Without any apology I reproduce here some verses which appeared in 1894, about the time when the Royal Opium Commission came to India:
They began by mourning over my degraded moral state,
Then my physical decadence they would anxiously debate.
Then they raised a pious eye,
And they heaved a pitying sigh,
And they shuddered as they pondered on my melancholy fate.
Now, I never had reflected on the matter thus, at all,
For my luxuries were few, and my expenditure was small.
I was happy as the day,
In my own abandoned way,
Till they said they must release me from the bonds that held me thrall.
I’d been cheered up at my Chandoo 4 shop, for years at least two score,
To perform my daily labour, and was never sick or sore;
But they said this must not be;
So they passed a stern decree,
And they made my Chandoo seller shut his hospitable door.
Now they’re sending out Commissions with the philanthropic view
Of inducing us to part with sev’ral crores of revenue;
For all opium traffic’s sin,
And, although it brings in tin,
Our nefarious trade papaverous, they say we must eschew.
Who’d have thought that my redemption would have cost so many lakhs
(For they saddle their expenses on my fellow-subjects’ backs).
What with deficits to square,
And Commissions everywhere,
On the “hoarded wealth of India” I shall prove a heavy tax.
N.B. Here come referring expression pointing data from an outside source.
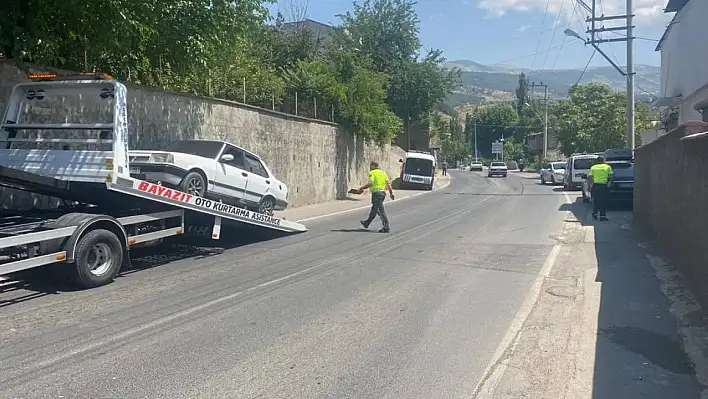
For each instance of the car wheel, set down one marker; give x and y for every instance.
(194, 183)
(267, 206)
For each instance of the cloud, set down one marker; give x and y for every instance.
(649, 13)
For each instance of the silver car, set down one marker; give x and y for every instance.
(553, 173)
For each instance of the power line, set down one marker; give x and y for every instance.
(540, 34)
(553, 36)
(586, 66)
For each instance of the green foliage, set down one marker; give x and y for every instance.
(386, 31)
(593, 119)
(493, 122)
(367, 79)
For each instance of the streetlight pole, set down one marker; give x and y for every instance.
(629, 28)
(475, 138)
(630, 76)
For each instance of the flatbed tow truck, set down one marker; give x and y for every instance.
(104, 212)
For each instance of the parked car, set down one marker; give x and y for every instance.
(553, 172)
(621, 188)
(497, 169)
(215, 170)
(577, 166)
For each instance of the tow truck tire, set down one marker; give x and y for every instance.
(99, 256)
(194, 183)
(267, 206)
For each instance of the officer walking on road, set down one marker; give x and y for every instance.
(378, 184)
(600, 178)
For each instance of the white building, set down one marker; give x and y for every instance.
(684, 64)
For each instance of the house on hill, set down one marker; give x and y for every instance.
(684, 72)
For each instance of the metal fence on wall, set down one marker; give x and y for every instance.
(291, 102)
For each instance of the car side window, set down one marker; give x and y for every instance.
(253, 165)
(238, 156)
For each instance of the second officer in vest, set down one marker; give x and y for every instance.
(600, 178)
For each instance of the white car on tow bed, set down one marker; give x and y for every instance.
(497, 168)
(213, 169)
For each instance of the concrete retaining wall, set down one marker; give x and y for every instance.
(318, 160)
(671, 200)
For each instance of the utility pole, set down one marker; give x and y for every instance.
(629, 38)
(475, 139)
(545, 117)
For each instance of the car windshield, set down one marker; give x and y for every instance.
(206, 149)
(583, 163)
(418, 166)
(622, 169)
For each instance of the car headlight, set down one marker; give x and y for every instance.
(162, 158)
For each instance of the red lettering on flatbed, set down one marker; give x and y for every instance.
(162, 191)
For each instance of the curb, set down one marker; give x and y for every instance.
(368, 206)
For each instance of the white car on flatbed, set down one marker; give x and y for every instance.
(497, 168)
(67, 137)
(213, 169)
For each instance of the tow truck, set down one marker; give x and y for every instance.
(48, 147)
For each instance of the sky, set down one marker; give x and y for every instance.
(522, 33)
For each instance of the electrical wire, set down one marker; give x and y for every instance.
(586, 66)
(540, 34)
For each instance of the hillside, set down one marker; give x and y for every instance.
(483, 83)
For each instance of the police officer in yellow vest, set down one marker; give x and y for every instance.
(379, 184)
(600, 179)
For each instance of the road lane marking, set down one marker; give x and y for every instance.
(369, 206)
(496, 368)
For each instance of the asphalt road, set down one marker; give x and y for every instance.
(335, 312)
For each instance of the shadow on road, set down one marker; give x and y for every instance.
(638, 350)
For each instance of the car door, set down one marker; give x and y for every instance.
(258, 180)
(231, 176)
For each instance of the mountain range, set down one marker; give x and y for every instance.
(483, 83)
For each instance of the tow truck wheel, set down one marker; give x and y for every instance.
(194, 184)
(267, 206)
(99, 256)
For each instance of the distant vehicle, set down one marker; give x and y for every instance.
(418, 170)
(553, 172)
(577, 166)
(622, 187)
(497, 169)
(213, 169)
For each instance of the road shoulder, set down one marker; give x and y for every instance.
(601, 327)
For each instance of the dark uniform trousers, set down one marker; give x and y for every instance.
(600, 192)
(377, 208)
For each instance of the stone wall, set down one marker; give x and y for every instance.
(318, 160)
(671, 200)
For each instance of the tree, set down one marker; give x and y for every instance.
(593, 119)
(386, 31)
(493, 122)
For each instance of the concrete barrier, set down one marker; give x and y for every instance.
(671, 199)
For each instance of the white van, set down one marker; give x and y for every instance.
(418, 170)
(577, 166)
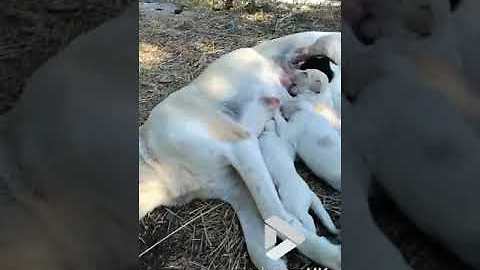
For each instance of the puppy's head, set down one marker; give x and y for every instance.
(309, 80)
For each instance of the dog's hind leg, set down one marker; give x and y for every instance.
(250, 165)
(239, 198)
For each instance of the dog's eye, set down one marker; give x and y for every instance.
(454, 4)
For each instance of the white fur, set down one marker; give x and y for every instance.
(193, 149)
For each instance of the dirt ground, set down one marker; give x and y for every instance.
(174, 49)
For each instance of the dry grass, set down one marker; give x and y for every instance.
(174, 49)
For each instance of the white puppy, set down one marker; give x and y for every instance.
(313, 131)
(295, 194)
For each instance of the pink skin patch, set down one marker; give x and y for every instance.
(271, 102)
(286, 80)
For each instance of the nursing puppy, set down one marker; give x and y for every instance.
(202, 142)
(313, 132)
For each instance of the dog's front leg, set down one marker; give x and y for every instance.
(247, 159)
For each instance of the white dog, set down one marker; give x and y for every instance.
(201, 142)
(294, 193)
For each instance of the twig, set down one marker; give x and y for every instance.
(177, 230)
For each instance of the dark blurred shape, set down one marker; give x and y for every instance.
(33, 31)
(411, 125)
(68, 156)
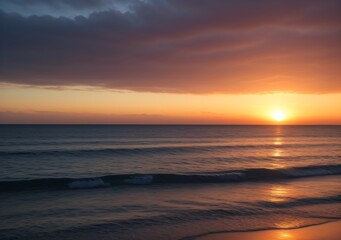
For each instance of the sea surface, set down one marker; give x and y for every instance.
(165, 182)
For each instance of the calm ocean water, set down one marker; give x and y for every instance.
(165, 182)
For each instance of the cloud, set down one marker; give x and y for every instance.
(179, 46)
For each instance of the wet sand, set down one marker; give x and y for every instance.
(328, 231)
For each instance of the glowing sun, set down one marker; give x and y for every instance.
(278, 115)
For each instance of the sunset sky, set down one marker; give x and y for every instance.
(170, 62)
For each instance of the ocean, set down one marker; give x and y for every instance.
(165, 182)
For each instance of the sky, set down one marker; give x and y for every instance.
(170, 61)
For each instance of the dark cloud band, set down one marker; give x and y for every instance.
(180, 46)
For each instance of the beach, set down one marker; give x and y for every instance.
(328, 231)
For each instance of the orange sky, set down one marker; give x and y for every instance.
(171, 62)
(82, 105)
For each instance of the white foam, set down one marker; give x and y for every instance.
(89, 183)
(140, 180)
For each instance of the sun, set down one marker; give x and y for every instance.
(278, 115)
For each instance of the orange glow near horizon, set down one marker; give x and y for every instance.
(40, 105)
(279, 115)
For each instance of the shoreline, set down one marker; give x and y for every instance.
(330, 230)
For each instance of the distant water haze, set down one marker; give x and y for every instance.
(165, 182)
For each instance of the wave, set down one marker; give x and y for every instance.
(151, 150)
(243, 175)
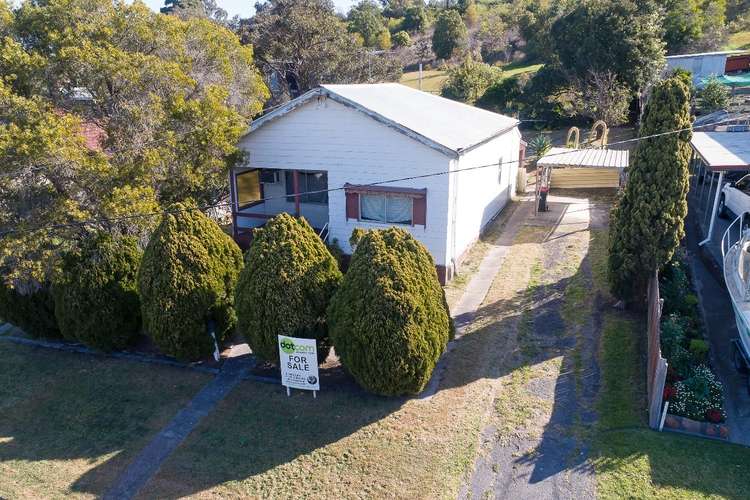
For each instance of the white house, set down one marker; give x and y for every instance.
(376, 155)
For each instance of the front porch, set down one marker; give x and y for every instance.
(258, 194)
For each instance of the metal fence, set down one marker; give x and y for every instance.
(657, 365)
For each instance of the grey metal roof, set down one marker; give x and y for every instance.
(446, 125)
(593, 158)
(723, 150)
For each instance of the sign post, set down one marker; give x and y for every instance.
(299, 364)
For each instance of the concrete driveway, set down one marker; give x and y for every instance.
(706, 267)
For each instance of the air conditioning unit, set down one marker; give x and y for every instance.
(269, 176)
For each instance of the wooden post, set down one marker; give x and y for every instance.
(233, 201)
(295, 185)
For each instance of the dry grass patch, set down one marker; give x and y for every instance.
(261, 444)
(455, 288)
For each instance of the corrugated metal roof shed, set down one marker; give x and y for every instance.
(723, 150)
(592, 158)
(449, 124)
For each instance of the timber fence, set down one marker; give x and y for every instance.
(657, 365)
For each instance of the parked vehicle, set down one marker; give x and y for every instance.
(736, 260)
(735, 198)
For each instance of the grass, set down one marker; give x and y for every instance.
(519, 67)
(433, 80)
(260, 443)
(738, 41)
(454, 289)
(71, 423)
(632, 461)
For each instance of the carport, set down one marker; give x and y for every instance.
(716, 153)
(567, 168)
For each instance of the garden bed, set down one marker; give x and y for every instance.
(694, 392)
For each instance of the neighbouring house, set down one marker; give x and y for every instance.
(707, 64)
(585, 168)
(375, 155)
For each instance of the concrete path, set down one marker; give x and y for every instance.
(464, 311)
(148, 461)
(547, 458)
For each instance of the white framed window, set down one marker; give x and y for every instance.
(386, 208)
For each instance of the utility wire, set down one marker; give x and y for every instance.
(341, 188)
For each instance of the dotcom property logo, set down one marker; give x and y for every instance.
(289, 347)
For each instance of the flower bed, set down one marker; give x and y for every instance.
(692, 389)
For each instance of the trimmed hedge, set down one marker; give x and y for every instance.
(96, 301)
(186, 281)
(32, 311)
(389, 321)
(285, 287)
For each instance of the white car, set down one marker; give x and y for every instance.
(735, 198)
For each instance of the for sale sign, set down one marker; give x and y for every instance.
(299, 363)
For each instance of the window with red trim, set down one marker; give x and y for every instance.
(377, 204)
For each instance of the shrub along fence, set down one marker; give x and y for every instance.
(657, 365)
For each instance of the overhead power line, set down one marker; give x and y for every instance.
(203, 208)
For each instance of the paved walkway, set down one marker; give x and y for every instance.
(464, 312)
(547, 458)
(716, 305)
(148, 461)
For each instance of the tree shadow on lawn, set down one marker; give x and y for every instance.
(254, 434)
(77, 409)
(257, 428)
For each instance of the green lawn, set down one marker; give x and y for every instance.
(738, 41)
(433, 80)
(632, 461)
(70, 423)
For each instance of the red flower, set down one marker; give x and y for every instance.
(714, 416)
(669, 391)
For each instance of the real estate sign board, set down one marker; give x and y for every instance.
(299, 363)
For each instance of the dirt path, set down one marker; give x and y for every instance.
(535, 445)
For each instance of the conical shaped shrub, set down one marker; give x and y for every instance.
(186, 282)
(389, 321)
(285, 287)
(96, 298)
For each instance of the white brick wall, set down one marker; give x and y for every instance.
(478, 195)
(356, 149)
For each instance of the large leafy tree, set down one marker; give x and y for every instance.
(108, 109)
(648, 220)
(619, 36)
(192, 8)
(450, 34)
(303, 43)
(468, 81)
(366, 19)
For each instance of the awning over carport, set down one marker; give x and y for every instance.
(717, 153)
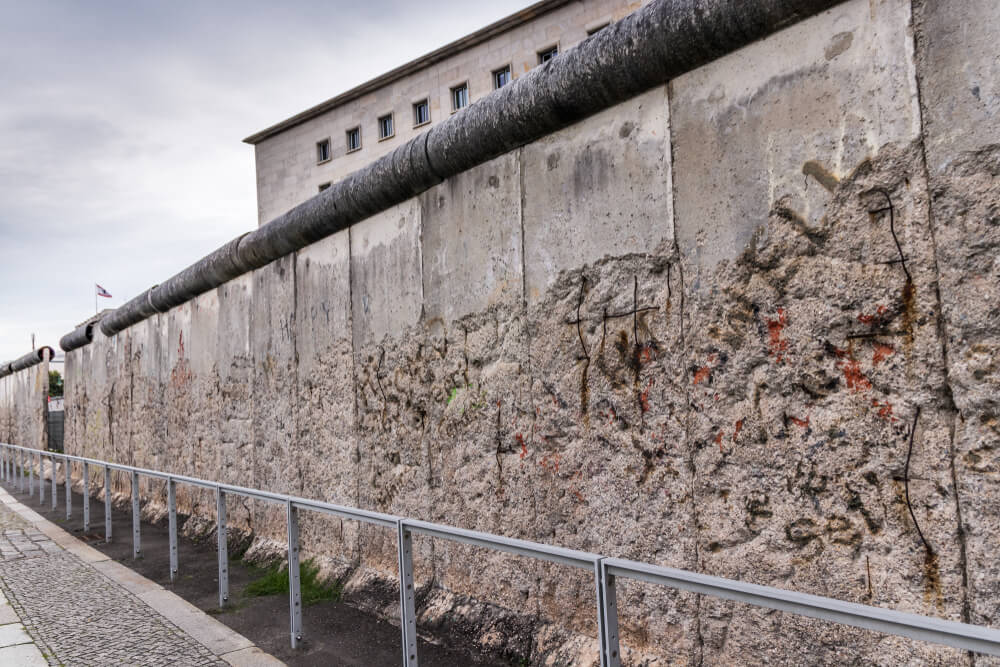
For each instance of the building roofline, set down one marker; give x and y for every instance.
(426, 60)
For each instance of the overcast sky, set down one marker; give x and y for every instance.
(121, 159)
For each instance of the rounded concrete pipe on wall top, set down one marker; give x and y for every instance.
(31, 359)
(82, 335)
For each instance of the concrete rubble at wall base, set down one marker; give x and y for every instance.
(743, 323)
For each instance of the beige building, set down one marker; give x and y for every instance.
(304, 154)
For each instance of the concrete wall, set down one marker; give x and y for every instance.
(287, 171)
(23, 407)
(707, 328)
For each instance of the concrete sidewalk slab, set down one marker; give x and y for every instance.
(32, 538)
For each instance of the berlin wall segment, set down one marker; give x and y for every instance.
(739, 324)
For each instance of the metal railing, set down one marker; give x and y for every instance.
(15, 469)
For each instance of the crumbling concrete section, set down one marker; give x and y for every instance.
(743, 323)
(24, 398)
(960, 94)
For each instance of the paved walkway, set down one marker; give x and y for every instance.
(64, 603)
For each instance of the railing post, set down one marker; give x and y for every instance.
(68, 475)
(86, 497)
(407, 600)
(223, 544)
(107, 503)
(41, 479)
(294, 585)
(172, 525)
(136, 516)
(55, 484)
(607, 615)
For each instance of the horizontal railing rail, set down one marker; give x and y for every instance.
(17, 466)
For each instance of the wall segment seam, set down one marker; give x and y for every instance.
(672, 36)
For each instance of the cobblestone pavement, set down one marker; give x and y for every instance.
(76, 615)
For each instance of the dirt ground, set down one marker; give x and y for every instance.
(334, 632)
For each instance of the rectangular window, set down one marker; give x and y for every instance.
(322, 151)
(547, 55)
(421, 113)
(460, 97)
(501, 77)
(354, 139)
(385, 129)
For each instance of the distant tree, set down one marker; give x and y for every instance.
(55, 383)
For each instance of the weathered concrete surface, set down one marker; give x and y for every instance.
(472, 241)
(697, 330)
(757, 126)
(614, 171)
(959, 73)
(23, 406)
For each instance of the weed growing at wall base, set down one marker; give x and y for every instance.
(275, 582)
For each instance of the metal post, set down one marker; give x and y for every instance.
(136, 537)
(407, 606)
(221, 540)
(607, 614)
(68, 474)
(107, 504)
(294, 585)
(172, 525)
(41, 479)
(55, 484)
(86, 497)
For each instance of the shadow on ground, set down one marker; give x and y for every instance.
(334, 632)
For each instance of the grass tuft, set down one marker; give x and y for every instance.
(275, 582)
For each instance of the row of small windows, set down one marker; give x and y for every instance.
(422, 110)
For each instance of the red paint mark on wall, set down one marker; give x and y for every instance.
(524, 447)
(644, 397)
(803, 423)
(881, 352)
(856, 381)
(871, 319)
(885, 410)
(778, 345)
(574, 489)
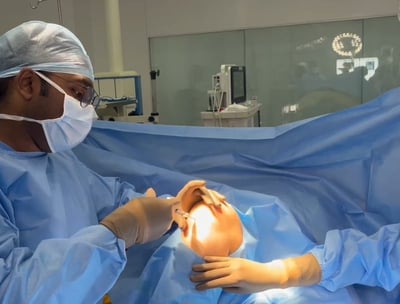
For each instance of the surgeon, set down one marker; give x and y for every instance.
(64, 230)
(347, 257)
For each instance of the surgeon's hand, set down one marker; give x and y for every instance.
(192, 193)
(141, 220)
(244, 276)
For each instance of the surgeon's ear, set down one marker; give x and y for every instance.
(27, 83)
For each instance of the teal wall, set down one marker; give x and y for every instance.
(289, 67)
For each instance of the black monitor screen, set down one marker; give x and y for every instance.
(238, 84)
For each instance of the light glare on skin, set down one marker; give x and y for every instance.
(212, 230)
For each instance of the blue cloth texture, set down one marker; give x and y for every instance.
(52, 249)
(329, 180)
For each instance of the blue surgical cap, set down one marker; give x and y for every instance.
(45, 47)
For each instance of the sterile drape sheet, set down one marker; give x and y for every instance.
(290, 184)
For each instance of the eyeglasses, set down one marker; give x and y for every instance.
(86, 95)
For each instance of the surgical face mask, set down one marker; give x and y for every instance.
(68, 130)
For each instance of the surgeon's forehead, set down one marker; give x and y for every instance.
(77, 78)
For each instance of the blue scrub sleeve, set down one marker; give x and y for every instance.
(80, 269)
(351, 257)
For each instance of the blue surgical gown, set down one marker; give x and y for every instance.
(52, 249)
(336, 174)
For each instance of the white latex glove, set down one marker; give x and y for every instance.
(238, 275)
(142, 219)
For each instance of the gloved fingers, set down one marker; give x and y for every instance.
(180, 218)
(212, 197)
(190, 194)
(150, 193)
(212, 262)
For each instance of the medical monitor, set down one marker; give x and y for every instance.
(238, 84)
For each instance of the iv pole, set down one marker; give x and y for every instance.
(59, 9)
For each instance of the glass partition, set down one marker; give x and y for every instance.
(295, 72)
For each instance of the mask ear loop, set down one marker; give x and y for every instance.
(51, 82)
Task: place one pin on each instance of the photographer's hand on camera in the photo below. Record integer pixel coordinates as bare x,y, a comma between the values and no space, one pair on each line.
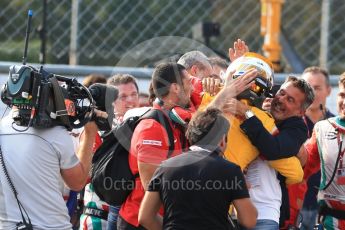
75,178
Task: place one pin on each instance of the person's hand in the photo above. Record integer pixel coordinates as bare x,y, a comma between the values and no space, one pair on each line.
91,128
235,107
238,50
211,85
266,105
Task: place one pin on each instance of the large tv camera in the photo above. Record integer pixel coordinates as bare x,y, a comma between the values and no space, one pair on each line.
40,99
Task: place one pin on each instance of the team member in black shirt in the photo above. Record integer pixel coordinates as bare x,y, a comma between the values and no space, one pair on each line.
197,187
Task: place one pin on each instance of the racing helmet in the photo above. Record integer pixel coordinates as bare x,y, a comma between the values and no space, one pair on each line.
262,84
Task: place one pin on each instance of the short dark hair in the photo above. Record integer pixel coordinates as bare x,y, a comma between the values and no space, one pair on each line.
305,88
316,70
206,128
164,75
94,78
121,79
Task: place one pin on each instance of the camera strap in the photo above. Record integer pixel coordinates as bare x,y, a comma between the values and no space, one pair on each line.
25,223
60,106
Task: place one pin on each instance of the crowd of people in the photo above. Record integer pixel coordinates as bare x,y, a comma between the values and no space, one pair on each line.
235,163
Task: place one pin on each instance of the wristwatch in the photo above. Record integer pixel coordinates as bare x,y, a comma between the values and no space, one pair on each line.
248,114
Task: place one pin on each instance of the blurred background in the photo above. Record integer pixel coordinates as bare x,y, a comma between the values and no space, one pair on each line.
77,37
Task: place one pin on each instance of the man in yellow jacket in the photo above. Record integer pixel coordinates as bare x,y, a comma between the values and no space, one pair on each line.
240,149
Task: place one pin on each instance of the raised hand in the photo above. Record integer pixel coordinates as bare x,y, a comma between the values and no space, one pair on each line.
238,50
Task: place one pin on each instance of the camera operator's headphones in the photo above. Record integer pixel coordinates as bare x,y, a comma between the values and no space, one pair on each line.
177,114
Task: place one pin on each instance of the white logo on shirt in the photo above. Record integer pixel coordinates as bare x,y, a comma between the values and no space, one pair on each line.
152,142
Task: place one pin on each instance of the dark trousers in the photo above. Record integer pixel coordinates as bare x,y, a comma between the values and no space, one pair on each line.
124,225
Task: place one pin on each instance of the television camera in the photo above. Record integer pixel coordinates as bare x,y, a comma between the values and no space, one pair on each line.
40,99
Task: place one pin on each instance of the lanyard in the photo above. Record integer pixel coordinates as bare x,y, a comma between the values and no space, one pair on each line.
341,152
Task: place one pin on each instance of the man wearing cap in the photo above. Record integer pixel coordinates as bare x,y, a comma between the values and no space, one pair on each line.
197,188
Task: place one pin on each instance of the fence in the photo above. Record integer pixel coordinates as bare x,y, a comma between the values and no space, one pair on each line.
103,32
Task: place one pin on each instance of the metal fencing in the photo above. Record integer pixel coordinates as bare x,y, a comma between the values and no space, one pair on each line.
102,32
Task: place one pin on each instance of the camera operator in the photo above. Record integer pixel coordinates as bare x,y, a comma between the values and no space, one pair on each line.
39,162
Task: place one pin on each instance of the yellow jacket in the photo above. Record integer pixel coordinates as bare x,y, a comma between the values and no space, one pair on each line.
240,150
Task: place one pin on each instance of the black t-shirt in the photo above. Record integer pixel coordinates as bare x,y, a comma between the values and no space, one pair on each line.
196,189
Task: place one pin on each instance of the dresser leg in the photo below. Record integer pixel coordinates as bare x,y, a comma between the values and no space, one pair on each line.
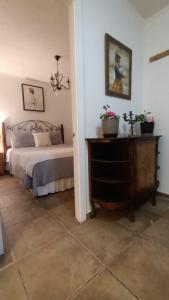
93,212
131,215
154,198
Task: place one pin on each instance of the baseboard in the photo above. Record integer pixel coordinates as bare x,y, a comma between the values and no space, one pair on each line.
163,195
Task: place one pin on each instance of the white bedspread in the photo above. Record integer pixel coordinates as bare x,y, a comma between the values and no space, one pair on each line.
27,158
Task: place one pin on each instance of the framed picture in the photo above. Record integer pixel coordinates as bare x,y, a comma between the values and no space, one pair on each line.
118,67
33,98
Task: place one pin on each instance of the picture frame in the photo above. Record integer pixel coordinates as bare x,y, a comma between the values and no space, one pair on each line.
33,98
118,68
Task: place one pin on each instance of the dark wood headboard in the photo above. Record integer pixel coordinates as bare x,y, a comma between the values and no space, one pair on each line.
31,125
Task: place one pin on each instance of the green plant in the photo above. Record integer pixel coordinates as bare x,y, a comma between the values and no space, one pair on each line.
108,114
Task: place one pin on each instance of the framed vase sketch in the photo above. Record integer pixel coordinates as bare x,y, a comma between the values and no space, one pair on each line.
118,68
33,98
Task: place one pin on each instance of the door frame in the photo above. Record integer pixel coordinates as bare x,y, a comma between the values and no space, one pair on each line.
78,108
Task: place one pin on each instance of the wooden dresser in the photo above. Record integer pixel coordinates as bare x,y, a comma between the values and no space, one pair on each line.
122,171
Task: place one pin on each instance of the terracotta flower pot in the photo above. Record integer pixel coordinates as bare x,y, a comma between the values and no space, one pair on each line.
110,128
147,128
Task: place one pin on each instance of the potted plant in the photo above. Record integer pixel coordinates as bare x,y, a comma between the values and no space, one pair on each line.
146,123
110,122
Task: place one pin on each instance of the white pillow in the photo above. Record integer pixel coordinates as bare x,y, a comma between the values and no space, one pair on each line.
42,139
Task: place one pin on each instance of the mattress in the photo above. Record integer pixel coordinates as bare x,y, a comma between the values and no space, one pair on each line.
37,167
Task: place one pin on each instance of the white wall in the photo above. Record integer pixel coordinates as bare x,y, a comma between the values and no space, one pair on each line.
31,33
120,20
156,86
57,108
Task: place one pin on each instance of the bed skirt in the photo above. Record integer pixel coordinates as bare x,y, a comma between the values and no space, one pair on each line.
59,185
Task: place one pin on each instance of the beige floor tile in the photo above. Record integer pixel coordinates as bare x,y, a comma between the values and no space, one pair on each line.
143,268
143,219
50,202
55,272
159,232
27,236
11,287
20,196
160,208
103,237
19,212
104,287
65,212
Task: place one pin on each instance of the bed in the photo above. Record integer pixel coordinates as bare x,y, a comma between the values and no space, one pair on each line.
46,167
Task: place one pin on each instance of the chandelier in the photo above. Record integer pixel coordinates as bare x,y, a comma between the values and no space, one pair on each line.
57,81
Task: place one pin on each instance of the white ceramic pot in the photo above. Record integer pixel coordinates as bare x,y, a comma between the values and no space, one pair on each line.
110,128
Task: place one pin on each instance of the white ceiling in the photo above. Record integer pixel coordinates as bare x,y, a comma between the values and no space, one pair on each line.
148,8
31,33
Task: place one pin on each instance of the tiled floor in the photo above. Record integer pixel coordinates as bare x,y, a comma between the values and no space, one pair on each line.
49,256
If I’d only cultivated, now, a taste for beer or gin,
Or had learnt at Pool or Baccarat my neighbour’s coin to win,
I could roam abroad o’ nights,
And indulge in these delights,
And my soul would not be stigmatized as being steeped in sin!
But as mine’s a heathen weakness for a creature-comfort, far
Less pernicious than their alcohol, more clean than their cigar,
They have sent their howlings forth,
From their platform in the North,
And ’twixt me and my poor pleasures have imposed a righteous bar!
Drug Smuggling and Taking in India and Burma by Roy K. Anderson
4:Chandoo, the Indian name for prepared or clarified opium used in smoking. The Burmese name for it is Beinsi.